昨今の物価上昇や少子化問題を背景に、私たち自身で老後資金を確保していくことの重要性が高まっています。こうした状況を受け、令和7年度の税制改正案では、企業型DC(確定拠出年金)とiDeCo(個人型確定拠出年金)の掛金限度額の引き上げが検討されています。
○企業型DC
企業が掛金を積み立て従業員が自ら運用商品を選び運用します。運用した成果は、原則として60歳以降に年金または一時金として受け取れる制度です。
○iDeCo
個人で加入し掛金を積み立て自ら運用商品を選び運用します。運用した成果は、原則として60歳以降に年金または一時金として受け取れる制度です。
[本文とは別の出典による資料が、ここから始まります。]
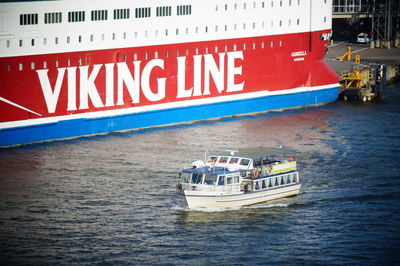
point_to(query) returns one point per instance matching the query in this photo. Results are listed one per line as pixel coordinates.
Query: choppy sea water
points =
(111, 199)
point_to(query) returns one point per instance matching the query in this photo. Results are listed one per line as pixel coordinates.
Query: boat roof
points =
(216, 170)
(257, 152)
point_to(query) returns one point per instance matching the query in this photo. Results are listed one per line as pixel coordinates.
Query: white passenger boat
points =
(239, 178)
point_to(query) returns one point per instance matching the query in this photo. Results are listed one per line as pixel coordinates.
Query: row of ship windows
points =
(98, 15)
(146, 56)
(157, 33)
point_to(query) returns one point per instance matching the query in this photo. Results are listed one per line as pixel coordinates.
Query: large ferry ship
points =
(72, 68)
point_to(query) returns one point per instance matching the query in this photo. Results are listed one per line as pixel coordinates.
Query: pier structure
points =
(378, 18)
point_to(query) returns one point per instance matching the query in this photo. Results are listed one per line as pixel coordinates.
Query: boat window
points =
(244, 162)
(212, 159)
(196, 178)
(233, 160)
(185, 178)
(223, 159)
(221, 180)
(210, 179)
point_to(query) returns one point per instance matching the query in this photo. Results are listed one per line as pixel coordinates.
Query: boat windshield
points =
(210, 179)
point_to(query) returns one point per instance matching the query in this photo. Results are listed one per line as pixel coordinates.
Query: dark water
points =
(111, 199)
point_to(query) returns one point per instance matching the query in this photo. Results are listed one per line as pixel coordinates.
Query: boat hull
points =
(196, 201)
(229, 106)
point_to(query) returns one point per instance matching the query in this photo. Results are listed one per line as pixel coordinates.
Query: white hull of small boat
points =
(196, 199)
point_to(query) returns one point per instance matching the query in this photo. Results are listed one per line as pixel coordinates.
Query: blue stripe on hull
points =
(81, 127)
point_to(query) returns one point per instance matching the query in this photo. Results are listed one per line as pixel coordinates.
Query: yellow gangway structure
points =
(356, 78)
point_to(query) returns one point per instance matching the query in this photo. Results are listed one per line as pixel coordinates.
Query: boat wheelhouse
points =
(240, 178)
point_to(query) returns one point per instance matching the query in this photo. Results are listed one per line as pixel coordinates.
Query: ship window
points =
(28, 19)
(196, 178)
(142, 12)
(121, 13)
(163, 11)
(50, 18)
(244, 162)
(223, 159)
(76, 16)
(263, 184)
(184, 10)
(99, 15)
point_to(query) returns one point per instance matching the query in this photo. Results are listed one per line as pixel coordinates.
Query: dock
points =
(363, 71)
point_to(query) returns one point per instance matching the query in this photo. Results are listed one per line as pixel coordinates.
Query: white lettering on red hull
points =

ほぼ内容は同じですが、企業で加入するか個人で加入するかの違いになります。
加入するメリットとしては支払額が全額所得控除とされるため節税効果が大きくなります。デメリットは、原則60歳以降にならないと掛金を引き出すことができないため資金の流動性に欠けます。
現行の掛金に関しては下記の通りになります。
加入内容 | 掛金の上限 |
iDeCo(第1号被保険者・自営業) | 68,000円/月 |
iDeCo(第2号被保険者・会社員) | 23,000円/月 ※20,000円/月(※1) |
iDeCo(第3号被保険者・専業主婦) | 23,000円/月 |
企業型DC | 55,000円/月 |
※1 企業型DCに加入されている方はiDeCoの掛金上限が20,000円になります。また、企業型DCなどへの拠出額と合わせて月額55,000円が上限となり、その範囲内でiDeCoへの拠出額が決まります。
掛金の上限の引き上げ
加入内容 | 変更後の掛金の上限 |
iDeCo(第1号被保険者・自営業) | 75,000円/月 |
iDeCo(第2号被保険者・会社員) | 62,000円/月 ※27,000円/月(※2) |
iDeCo(第3号被保険者・専業主婦) | 23,000円/月 |
企業型DC | 62,000円/月 |
第1号被保険者及び第2号被保険者並びに企業型DCは7,000円上限が上がりました。
第3号被保険者は変更ありません。
※2 企業型DCに加入している会社員の場合、iDeCoの掛金上限は月額27,000円となります。こちらも企業型DCなどへの拠出額と合わせて月額62,000円が上限となり、その範囲内でiDeCoへの拠出額が決まります。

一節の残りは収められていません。